The organization that governs the conduct of lawyers licensed to practice in Maine on Monday issued a low-level sanction against the district attorney for Kennebec and Somerset counties.
The admonition, which is not considered a disciplinary action, was agreed to by Maeghan Maloney. It was made public following a 45-minute hearing before a grievance committee of the Maine Board of Overseers of the Bar held in Lewiston District Court.
Last year, the Maine Supreme Judicial Court found that a meeting with Maloney and Superior Court Justice Donald Marden violated the due process rights of Eric Bard, 26, of Sidney. The court set aside Bard’s 50-year sentence for alleged sex crimes against a 4-year-old girl. The state’s high court ordered that new hearings be held on his competency along with motions to dismiss the charges and suppress evidence.
Maloney was accused of violating the bar rules by having a conversation with a judge in June 2014 about a defendant her office was prosecuting without the defense attorney or the assistant district attorney who was handling the case present. The prosecutor agreed that she violated bar rules during that meeting.
“In this matter, DA Maloney agrees that her misconduct violated duties that she owed to the profession,” the decision read. “DA Maloney did engage in an improper discussion with the trial court, but she believed she was required to respond to the court’s directive to appear for that meeting.
“The commission also finds that while DA Maloney did communicate information relevant to a determination of Bard’s competency, she subjectively believed that she was required to provide this information to ensure that she was completely and fully responding to the trial judge’s questions,” the decision said. “DA Maloney recognizes that she should not have commented on Bard’s defense counsel.”
The Board of Overseers’ rule on sanctions states that admonitions are “imposed only in cases of minor misconduct, when there is little or no injury to a client, the public, the legal system, or the profession, and when there is little likelihood of repetition by the lawyer.”
The Board of Overseers’ issuance of the admonition ends the matter since Maloney waived her right to a review of the decision.
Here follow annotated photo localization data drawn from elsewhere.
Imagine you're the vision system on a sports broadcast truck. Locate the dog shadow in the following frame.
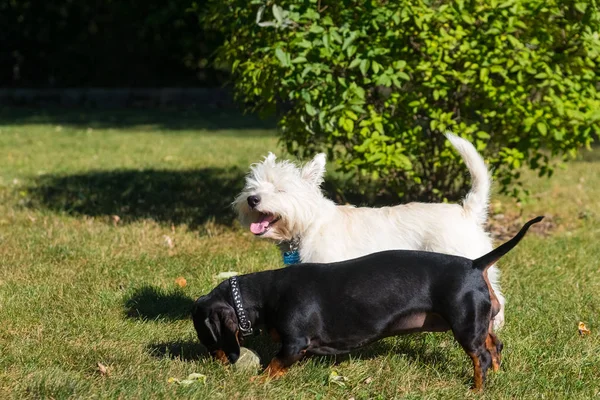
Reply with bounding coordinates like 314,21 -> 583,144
147,331 -> 451,371
123,285 -> 195,321
242,334 -> 450,369
309,335 -> 451,367
148,340 -> 209,362
26,167 -> 246,229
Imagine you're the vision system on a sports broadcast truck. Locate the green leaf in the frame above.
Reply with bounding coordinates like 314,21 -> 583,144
372,61 -> 381,74
275,48 -> 289,67
523,117 -> 536,128
342,32 -> 357,50
397,71 -> 410,80
272,5 -> 283,25
536,122 -> 547,136
345,110 -> 358,120
554,130 -> 564,140
480,68 -> 489,82
349,58 -> 362,69
359,59 -> 370,76
346,45 -> 358,58
309,25 -> 325,34
232,59 -> 240,73
574,2 -> 587,13
462,14 -> 475,25
393,60 -> 407,69
323,33 -> 330,49
305,103 -> 317,116
331,30 -> 342,44
297,39 -> 312,49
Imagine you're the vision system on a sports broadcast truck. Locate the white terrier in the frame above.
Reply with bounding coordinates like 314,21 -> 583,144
234,133 -> 505,329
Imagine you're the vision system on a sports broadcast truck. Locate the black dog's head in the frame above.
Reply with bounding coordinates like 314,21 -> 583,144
192,293 -> 241,364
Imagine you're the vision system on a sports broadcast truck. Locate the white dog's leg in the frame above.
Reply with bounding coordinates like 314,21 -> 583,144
494,292 -> 506,331
487,264 -> 505,330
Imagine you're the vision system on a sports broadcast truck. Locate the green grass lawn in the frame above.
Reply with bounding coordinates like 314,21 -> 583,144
1,108 -> 599,399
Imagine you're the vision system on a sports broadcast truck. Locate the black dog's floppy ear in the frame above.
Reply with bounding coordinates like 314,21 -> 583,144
191,297 -> 219,349
219,306 -> 241,364
203,317 -> 218,343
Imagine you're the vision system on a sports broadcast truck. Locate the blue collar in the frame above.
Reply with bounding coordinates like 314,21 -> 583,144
282,238 -> 301,265
283,250 -> 300,265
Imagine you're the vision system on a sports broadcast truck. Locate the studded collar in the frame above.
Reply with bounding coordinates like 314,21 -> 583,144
228,276 -> 253,336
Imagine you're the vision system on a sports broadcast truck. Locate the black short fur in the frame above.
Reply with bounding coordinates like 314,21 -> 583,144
193,216 -> 543,390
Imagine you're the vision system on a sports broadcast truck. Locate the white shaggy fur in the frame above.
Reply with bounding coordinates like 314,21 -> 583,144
234,133 -> 505,330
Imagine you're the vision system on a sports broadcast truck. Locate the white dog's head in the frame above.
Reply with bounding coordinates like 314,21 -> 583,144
233,152 -> 329,241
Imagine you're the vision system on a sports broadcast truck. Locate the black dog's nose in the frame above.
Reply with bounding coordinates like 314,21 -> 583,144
247,195 -> 260,208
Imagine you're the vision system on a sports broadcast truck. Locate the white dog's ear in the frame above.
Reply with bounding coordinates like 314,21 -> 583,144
264,152 -> 277,164
301,153 -> 326,186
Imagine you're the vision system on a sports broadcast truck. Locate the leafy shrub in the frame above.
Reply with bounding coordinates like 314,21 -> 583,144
200,0 -> 600,201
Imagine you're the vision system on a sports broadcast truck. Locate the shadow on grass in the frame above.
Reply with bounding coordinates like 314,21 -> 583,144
27,167 -> 245,228
0,107 -> 276,132
579,146 -> 600,163
124,285 -> 195,321
147,330 -> 450,370
308,335 -> 450,368
147,333 -> 281,365
148,340 -> 209,362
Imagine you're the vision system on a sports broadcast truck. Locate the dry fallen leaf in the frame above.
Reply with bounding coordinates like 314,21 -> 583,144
111,215 -> 120,226
175,277 -> 187,288
216,271 -> 239,279
364,377 -> 373,384
97,362 -> 108,376
168,373 -> 206,386
578,322 -> 591,336
163,235 -> 174,249
328,370 -> 349,387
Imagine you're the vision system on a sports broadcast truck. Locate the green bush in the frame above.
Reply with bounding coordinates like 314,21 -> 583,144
200,0 -> 600,201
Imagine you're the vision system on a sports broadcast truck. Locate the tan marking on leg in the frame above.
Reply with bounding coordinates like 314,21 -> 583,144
250,358 -> 288,383
469,352 -> 483,392
485,334 -> 501,372
264,357 -> 287,378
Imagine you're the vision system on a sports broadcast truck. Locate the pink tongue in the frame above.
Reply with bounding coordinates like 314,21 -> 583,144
250,214 -> 275,234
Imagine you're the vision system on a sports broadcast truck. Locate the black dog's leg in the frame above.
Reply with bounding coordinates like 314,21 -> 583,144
466,347 -> 492,391
451,301 -> 494,390
485,332 -> 503,372
254,336 -> 309,382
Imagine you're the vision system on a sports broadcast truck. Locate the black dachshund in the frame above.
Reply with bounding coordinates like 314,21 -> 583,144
193,217 -> 542,390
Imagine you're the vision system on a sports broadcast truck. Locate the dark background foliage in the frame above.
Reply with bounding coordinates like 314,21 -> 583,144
0,0 -> 224,87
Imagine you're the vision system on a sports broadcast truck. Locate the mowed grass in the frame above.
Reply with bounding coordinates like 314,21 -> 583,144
0,108 -> 599,399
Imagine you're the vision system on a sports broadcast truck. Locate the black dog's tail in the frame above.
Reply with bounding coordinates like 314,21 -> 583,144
473,216 -> 544,271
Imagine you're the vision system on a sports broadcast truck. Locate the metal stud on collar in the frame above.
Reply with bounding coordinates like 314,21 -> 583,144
229,276 -> 253,336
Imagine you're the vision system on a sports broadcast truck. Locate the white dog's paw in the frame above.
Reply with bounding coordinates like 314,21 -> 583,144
492,308 -> 505,331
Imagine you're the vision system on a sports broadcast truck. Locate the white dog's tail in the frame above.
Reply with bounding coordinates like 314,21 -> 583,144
445,132 -> 491,226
The purpose of bar disciplinary proceedings is not punishment, but rather the protection of the public arising after attorney misconduct, according to information on the board’s website.
In a statement issued after Monday’s hearing, Maloney said that she thought she was behaving properly.
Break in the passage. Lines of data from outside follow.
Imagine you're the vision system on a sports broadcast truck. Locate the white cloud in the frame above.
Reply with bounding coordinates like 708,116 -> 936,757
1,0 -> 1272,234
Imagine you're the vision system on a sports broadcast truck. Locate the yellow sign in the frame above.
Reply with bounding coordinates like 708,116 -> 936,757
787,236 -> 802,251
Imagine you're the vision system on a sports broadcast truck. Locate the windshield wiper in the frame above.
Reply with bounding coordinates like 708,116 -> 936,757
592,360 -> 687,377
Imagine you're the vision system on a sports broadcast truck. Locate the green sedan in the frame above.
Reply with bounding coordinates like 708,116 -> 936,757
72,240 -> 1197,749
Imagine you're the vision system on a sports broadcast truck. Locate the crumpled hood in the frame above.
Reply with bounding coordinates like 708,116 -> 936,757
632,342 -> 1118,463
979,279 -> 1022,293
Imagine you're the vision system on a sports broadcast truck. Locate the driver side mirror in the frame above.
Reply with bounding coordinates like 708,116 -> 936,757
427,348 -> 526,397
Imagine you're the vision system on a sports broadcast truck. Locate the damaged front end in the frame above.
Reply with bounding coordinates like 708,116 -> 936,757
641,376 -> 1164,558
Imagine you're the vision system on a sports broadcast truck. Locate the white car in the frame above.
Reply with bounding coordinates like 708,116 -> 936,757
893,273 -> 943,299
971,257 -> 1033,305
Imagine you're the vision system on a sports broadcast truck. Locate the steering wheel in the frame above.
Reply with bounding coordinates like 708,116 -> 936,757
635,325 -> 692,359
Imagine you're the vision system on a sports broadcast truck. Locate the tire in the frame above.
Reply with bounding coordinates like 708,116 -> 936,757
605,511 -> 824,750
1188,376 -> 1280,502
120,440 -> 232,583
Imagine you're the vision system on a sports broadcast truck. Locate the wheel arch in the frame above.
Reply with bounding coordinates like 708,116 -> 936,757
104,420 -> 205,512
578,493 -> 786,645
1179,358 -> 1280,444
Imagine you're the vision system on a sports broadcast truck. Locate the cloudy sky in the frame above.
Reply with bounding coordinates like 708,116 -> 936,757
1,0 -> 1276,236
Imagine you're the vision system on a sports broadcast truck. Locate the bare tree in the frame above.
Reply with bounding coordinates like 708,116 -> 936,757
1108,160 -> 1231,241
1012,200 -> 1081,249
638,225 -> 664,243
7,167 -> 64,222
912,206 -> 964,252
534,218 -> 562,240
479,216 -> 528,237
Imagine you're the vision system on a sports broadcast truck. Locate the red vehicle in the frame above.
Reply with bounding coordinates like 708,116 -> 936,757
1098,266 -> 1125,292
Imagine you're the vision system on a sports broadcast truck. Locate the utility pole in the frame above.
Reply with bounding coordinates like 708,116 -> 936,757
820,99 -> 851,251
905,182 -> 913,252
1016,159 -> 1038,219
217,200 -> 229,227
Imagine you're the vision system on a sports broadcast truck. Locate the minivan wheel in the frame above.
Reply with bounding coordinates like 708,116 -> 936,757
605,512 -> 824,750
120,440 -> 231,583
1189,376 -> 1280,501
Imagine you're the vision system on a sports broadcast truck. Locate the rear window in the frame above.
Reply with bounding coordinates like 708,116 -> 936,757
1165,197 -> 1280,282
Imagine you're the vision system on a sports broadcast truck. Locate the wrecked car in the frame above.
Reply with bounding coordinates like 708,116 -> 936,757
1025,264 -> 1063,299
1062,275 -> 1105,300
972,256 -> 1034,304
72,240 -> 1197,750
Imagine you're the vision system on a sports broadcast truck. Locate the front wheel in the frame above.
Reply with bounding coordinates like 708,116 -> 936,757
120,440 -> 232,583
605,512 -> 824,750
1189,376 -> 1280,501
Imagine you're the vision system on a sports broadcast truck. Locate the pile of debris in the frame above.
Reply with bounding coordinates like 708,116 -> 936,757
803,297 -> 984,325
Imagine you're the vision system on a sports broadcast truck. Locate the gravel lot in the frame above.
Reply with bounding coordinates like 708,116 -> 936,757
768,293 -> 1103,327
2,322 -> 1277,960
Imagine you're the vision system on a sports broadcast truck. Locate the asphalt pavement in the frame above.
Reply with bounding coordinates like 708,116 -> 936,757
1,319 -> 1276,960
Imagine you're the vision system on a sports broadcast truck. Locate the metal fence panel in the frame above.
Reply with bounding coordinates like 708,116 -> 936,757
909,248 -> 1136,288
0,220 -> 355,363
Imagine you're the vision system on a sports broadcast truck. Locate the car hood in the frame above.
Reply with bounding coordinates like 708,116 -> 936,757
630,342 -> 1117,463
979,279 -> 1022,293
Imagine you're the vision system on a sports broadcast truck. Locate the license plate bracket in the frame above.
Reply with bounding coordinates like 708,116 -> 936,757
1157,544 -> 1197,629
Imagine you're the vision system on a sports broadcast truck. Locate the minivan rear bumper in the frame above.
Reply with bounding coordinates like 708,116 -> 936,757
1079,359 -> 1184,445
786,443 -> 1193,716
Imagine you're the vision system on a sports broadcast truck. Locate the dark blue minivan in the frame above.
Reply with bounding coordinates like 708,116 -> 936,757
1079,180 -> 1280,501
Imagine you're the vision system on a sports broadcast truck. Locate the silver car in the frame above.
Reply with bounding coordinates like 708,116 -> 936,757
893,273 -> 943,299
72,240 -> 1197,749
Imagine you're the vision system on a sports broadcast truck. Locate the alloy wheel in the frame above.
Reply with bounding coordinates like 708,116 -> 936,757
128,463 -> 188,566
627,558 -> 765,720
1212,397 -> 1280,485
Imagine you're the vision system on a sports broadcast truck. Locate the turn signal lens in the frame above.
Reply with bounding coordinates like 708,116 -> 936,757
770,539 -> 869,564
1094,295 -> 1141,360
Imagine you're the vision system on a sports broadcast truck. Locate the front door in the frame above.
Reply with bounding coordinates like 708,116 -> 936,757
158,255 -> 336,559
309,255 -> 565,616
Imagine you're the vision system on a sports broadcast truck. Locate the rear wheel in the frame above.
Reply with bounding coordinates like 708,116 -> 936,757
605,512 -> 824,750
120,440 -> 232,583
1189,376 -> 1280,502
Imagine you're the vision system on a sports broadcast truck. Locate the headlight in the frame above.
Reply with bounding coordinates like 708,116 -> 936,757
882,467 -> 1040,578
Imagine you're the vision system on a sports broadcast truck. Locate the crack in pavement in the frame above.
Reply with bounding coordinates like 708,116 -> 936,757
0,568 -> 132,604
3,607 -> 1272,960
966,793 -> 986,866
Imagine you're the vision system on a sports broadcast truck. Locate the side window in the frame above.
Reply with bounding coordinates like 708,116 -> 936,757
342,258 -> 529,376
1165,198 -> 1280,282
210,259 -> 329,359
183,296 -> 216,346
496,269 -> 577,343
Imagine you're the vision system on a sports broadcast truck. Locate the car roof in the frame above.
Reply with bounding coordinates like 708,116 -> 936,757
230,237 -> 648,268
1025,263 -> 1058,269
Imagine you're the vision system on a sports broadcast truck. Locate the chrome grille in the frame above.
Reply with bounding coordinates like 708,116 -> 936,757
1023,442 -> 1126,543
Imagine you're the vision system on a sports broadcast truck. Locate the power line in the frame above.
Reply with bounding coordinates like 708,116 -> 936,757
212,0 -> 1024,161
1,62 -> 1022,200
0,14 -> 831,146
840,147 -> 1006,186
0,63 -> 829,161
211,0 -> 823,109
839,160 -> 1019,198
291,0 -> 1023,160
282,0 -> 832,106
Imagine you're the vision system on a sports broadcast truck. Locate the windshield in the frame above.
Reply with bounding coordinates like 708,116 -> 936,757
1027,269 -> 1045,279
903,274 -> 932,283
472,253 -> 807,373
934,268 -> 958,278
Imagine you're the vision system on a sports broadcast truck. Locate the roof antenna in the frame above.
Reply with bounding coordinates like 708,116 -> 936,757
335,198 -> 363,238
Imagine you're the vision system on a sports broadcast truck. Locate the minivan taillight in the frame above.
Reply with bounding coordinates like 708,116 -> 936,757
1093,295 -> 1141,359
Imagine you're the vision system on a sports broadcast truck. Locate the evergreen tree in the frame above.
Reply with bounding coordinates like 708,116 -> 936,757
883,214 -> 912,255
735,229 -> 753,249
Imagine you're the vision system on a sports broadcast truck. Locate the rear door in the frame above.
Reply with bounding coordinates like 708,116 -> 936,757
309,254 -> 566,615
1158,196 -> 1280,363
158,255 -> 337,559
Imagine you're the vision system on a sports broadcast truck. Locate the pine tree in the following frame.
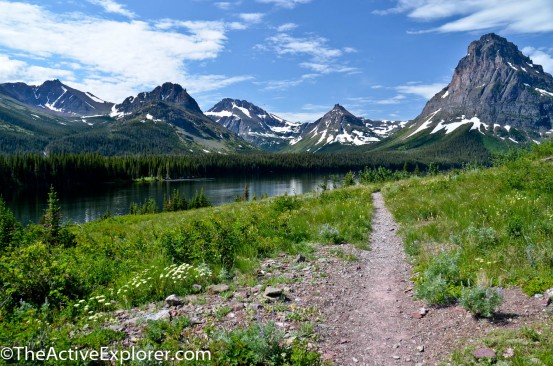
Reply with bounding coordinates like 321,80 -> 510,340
41,186 -> 62,245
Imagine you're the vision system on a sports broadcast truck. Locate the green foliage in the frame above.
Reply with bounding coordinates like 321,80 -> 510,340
142,317 -> 192,345
319,224 -> 343,244
415,252 -> 461,305
384,139 -> 553,302
129,197 -> 158,215
522,277 -> 553,296
271,193 -> 300,212
209,322 -> 324,366
343,171 -> 355,187
163,189 -> 188,212
39,186 -> 75,248
0,197 -> 22,251
459,285 -> 503,318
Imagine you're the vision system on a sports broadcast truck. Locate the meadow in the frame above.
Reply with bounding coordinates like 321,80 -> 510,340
383,141 -> 553,363
0,178 -> 374,365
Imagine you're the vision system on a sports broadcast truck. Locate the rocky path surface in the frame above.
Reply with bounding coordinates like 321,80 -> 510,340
314,192 -> 550,365
317,192 -> 425,365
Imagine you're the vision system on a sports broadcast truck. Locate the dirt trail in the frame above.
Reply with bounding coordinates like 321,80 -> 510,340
313,191 -> 549,365
317,192 -> 424,365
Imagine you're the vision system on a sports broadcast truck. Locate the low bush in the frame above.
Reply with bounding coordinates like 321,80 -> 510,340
459,285 -> 503,318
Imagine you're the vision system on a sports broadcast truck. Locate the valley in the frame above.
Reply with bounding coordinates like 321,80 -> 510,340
1,30 -> 553,366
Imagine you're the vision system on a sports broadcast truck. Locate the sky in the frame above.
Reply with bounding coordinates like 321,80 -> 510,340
1,0 -> 553,122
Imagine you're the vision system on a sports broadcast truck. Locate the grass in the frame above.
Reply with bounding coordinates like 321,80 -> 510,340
383,148 -> 553,294
0,183 -> 375,364
449,319 -> 553,365
382,140 -> 553,361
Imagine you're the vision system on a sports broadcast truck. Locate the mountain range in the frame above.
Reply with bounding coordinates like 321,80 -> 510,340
0,33 -> 552,161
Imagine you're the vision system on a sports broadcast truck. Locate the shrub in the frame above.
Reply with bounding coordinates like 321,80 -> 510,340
415,252 -> 461,305
319,224 -> 343,244
460,285 -> 503,318
343,171 -> 355,187
209,322 -> 323,366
“Five years ago, when this happened, I understood that I was required to answer a judge’s questions,” she said. “At the time I thought I was doing the right thing. Now I understand that I should have refused the call to his chambers and I should have refused to answer his questions even though a court reporter was present.
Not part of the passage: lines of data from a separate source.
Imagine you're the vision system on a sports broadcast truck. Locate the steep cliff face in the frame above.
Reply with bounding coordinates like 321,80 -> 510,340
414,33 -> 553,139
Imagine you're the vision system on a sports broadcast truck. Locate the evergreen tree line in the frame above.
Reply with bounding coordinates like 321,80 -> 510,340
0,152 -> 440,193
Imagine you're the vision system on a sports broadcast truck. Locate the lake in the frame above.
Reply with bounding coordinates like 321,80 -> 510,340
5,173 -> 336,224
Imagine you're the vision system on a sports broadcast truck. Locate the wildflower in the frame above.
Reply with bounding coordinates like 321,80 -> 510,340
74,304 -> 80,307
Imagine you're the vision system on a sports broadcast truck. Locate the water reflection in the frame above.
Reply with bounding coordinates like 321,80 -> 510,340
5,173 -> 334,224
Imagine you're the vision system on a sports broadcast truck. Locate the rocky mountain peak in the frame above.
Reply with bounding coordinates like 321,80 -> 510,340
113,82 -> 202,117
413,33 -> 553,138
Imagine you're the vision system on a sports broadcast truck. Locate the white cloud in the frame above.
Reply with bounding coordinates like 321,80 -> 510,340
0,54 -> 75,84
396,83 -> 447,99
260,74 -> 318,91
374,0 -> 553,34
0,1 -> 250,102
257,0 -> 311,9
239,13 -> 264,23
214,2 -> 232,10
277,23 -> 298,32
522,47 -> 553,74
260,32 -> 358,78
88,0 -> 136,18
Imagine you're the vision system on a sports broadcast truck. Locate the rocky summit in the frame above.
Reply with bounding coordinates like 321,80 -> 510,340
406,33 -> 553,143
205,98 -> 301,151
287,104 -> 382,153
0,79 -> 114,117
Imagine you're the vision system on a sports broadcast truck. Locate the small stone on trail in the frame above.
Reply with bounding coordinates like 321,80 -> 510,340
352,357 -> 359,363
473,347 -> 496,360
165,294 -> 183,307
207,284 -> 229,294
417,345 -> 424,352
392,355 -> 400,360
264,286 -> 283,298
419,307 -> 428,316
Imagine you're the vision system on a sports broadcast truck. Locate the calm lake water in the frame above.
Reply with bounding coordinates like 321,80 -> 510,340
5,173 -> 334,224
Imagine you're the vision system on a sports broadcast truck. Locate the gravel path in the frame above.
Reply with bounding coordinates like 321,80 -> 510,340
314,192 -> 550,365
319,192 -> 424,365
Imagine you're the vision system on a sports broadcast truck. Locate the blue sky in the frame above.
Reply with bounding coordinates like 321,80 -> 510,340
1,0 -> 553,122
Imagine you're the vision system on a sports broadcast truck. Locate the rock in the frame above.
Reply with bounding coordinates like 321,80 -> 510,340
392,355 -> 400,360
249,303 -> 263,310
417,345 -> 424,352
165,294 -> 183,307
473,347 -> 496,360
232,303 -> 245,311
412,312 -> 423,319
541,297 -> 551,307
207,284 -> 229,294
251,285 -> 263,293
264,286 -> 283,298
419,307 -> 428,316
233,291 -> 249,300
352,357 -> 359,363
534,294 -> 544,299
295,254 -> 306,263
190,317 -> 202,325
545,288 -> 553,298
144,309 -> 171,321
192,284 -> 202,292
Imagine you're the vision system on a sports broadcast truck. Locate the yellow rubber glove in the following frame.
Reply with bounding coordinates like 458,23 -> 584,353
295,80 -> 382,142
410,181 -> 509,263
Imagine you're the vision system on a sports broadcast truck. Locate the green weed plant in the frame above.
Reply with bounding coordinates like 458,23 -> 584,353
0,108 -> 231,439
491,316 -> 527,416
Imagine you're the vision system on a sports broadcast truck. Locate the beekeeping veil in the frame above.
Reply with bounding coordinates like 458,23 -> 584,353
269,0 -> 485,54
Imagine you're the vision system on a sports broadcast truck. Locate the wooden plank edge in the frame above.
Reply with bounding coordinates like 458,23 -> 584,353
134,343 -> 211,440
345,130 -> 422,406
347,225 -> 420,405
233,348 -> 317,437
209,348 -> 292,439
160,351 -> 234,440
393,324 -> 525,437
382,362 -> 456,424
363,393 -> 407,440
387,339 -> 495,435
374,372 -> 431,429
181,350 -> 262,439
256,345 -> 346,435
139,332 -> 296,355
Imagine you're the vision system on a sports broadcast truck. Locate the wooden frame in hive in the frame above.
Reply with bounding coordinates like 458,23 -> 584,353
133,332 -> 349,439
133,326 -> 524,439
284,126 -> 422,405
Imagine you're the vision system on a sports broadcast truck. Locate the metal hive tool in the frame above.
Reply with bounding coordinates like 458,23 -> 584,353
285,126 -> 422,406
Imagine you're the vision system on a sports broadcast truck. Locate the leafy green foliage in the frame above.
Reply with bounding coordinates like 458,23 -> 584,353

“This result sends an important message to all of us who find ourselves in a position with someone who has power over us,” Maloney continued. “Whether it is an attorney to a judge, a teacher to a principal, or a nurse to a doctor, we do have the right to say no. If anyone finds themselves in a similar position and wants to use me as motivation to stand up for themselves, then I will be cheering them on.”
Information about whether a disciplinary action is pending against the judge was not available Monday. Information about whether a complaint has been made against a judge is not public unless the Committee on Judicial Responsibility and Disability issues a disciplinary decision. As of Monday, none had been issued concerning Marden, who has active retired status.
Bard’s case, now being prosecuted by the Maine attorney general’s office, still is pending. A gag order put in place by Marden, who recused himself from the case after the state supreme court’s ruling, still is in effect so no one can comment, Marc Malon, spokesman for the attorney general’s office, said earlier this month.
Maloney is the second district attorney and the fourth prosecutor to be sanctioned by the Board of Overseers. Dee Bassano, who was district attorney in Hancock and Washington counties from 2011 until 2014, when she retired, was issued a public reprimand in July 2015 for discovery violations in three separate criminal cases in 2013 and 2014.
In 2012, the Board of Overseers determined Mary Kellett, while working as an assistant district attorney in Hancock County, violated seven rules that govern the conduct of Maine attorneys. She later was ordered to undergo remedial training. Kellett now is in private practice.
Kellett’s former boss, Assistant District Attorney William Entwisle, also was issued a public reprimand at the same time for the same conduct.